The lack of female role models in STEM

Rosalind Franklin working and inspiring women into STEM fields A new study claims there is a serious lack of female role models within STEM (science, tech, engineering, maths), leaving a generation of girls without inspiration and identifiable routes to pursue careers in science and tech. In fact, the research from jobs board CWJobs claims that UK workers in STEM are at a loss when it comes to naming key role models in their industry. Despite working in a STEM field, these professionals are more likely to recognise the Big Bang Theory’s Dr Sheldon Cooper over celebrated real-life scientists and mathematicians.

The study was conducted to explore what could encourage more women into STEM careers which are typically deemed male-orientated industries. Previous CWJobs reports have shown that almost 90 percent of tech workers agree there is a gender imbalance in IT roles weighted in favour of men. Working alongside Professor Sue Black, OBE, Tech Evangelist and Social Entrepreneur, the study claims there is a distinct lack of recognition around notable women in science which in turn, could see STEM industries losing out on attracting the next generation of female talent.

 

Importance of role models

When it comes to attracting female talent into the sciences, having a role model is crucial

The findings suggest that when it comes to attracting female talent into the sciences, having a role model is crucial, with 64 percent of women respondents in tech claiming to have been motivated by an inspirational figure to pursue their career – compared with just 47 percent of men. However, the research found that even those working in STEM often struggle to recognise key figures in their field, particularly women.

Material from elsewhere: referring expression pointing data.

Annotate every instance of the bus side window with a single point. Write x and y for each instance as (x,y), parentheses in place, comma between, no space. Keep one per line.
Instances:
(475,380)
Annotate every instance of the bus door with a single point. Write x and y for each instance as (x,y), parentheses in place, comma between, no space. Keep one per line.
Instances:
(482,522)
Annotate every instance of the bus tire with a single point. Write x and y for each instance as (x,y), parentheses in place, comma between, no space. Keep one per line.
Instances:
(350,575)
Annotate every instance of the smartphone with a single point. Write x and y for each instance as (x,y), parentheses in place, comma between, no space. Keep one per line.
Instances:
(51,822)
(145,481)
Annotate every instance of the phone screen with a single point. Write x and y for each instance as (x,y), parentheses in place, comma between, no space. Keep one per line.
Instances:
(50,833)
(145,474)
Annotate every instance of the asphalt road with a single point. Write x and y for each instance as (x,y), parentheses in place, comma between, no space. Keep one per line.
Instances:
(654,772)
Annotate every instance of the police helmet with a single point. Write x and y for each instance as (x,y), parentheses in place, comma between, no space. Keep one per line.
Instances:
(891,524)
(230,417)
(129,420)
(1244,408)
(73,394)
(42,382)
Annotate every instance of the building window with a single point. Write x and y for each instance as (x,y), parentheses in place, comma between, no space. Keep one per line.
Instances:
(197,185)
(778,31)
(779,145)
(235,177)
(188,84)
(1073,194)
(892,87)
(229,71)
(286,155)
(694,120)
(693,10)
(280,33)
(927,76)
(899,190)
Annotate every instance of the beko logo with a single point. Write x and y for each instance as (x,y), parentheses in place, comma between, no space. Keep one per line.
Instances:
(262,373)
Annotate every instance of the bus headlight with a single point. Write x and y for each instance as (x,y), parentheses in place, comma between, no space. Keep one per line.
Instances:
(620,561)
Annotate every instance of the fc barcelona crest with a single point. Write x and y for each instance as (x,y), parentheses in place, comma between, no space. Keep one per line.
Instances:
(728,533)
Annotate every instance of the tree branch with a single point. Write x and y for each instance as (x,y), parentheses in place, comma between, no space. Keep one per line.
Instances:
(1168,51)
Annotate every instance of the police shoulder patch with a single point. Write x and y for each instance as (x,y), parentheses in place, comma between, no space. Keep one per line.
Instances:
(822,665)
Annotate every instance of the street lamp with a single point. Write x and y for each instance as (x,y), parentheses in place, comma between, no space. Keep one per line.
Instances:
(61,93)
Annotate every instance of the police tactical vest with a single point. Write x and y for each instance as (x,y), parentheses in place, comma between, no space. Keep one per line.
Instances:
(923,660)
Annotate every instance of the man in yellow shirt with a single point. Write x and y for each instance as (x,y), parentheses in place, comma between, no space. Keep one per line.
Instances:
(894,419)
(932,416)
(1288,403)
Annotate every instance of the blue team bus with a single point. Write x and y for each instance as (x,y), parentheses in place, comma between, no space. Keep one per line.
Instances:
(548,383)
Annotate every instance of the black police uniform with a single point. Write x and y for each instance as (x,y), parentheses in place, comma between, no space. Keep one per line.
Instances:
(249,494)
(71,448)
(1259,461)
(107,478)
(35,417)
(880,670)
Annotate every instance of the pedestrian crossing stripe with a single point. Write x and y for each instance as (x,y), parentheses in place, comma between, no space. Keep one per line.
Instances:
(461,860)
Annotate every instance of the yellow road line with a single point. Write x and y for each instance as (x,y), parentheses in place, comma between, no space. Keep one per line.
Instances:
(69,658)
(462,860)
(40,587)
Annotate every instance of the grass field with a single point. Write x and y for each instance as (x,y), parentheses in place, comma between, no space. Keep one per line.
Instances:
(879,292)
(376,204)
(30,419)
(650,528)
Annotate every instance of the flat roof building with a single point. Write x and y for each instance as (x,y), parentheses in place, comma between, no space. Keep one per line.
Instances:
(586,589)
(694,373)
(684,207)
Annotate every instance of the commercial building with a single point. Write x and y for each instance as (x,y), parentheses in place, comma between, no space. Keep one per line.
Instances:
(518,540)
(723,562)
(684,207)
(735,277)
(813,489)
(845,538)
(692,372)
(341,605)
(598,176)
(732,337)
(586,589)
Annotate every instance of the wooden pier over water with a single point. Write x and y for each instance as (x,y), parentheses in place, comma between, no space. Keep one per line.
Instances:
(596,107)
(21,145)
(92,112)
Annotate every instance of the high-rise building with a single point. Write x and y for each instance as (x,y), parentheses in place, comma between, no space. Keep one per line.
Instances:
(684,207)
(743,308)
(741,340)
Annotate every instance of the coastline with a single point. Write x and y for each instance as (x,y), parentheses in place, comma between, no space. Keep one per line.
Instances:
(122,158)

Having a role model plays a crucial role in helping people define their career. The research found three-quarters (74 percent) of those without a role model haven’t yet decided upon a career direction compared to a quarter (24 percent) who have. Of those without a role model, four in five respondents (80 percent) think that having someone to look up to would be beneficial for their career.

 

Recognisable icons

When asked to identify famous STEM figures, those surveyed struggled to recognise the likes of Bletchley Park code breaker Alan Turing, Astronauts Helen Sharman and Tim Peake, and even the first man in space, Russian Cosmonaut Yuri Gagarin. Fictional characters from US comedy The Big Bang Theory came out as most recognisable, along with the X-Files stars Mulder and Scully. These characters pipped real-life Nobel prize winners and other famous scientists to the post with 44 percent of those working in STEM recognising Dr Sheldon Cooper and 27 percent his lesser-known female counterpart Dr Amy Farrah Fowler.

The research claims that women working in STEM are more likely to recognise leading female icons than their male colleagues, including chemist and DNA pioneer Rosalind Franklin (53 percent vs. 43 percent) and 19th Century fossil hunter Mary Anning (12 percent vs. 9 percent).

When asked if they could recommend a current female role model, only one in ten of all respondents could identify any women that they would put forward to help inspire the next generation.

 

Developing role models

“Role models have been critical in my success, I wouldn’t have known that I could do what I’ve done throughout my career without role models shining a light on the path to career success,” said Professor Sue Black. “We all need role models. Those role models need to look and think like us and we need them to be visible in the media, as well as in society at large so that they can reach and inspire as many people as possible.”

The majority of women (91 percent) in tech think more should be done to promote female role models in the industry with three in five respondents (66 percent) agreeing that men working in STEM need to do more to support women. Three quarters (72 percent) think educational institutions have a responsibility to promote women role models to girls to inspire them to pursue STEM careers.